The invention further provides a point cloud reconstruction system, which comprises the self-adaptive coding module.

Referring to fig. 11, the point cloud reconstruction system includes:

the first acquisition module 10 is used for acquiring point cloud data to be compressed and a data application scene;

the point cloud encoding module 20 is configured to encode the point cloud data by using the adaptive encoding module to obtain point cloud encoded data;

the point cloud decoding module 30 is configured to decode the point cloud encoded data according to the data application scenario to obtain point cloud reconstruction data.

Optionally, the adaptive coding module includes: a bit allocation unit and a feature learning unit, the point cloud encoding module 20 includes:

the prior data acquisition unit is used for separating and processing the ROI area in the point cloud data through the bit distribution unit to obtain point cloud prior data;

and the prior data encoding unit is used for carrying out local attention extraction processing on the point cloud prior data through the characteristic learning unit to obtain point cloud context data, and encoding the point cloud prior data according to the point cloud context data to obtain point cloud encoded data.

Optionally, the adaptive coding module includes: a code rate variable unit, the point cloud coding module 20 includes:

the encoder establishing unit is used for establishing a plurality of dynamic encoders with shared parameters through the code rate variable unit, and taking the dynamic encoder matched with the characteristic channel number of the point cloud data in the plurality of dynamic encoders as a target encoder;

and the shared parameter coding unit is used for determining a target parameter in the parameters according to a preset rule and controlling the target encoder to code the point cloud data according to the target parameter to obtain point cloud coded data.

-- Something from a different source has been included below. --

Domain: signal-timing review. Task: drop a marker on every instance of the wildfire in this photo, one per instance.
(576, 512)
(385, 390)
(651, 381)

Optionally, the point cloud decoding module 30 includes:

the human eye priori data acquisition unit is used for extracting priori information from the point cloud significance data corresponding to the point cloud data to obtain point cloud gain data when the data application scene is human eye perception;

and the decoding gain unit is used for decoding the point cloud coding data according to the point cloud gain data to obtain point cloud reconstruction data.

Optionally, the point cloud decoding module 30 includes:

the object detection unit is used for carrying out object detection on the point cloud coded data to obtain object detection data when the data application scene is machine perception;

And the machine decoding unit is used for decoding the point cloud coding data according to the object detection data to obtain point cloud reconstruction data.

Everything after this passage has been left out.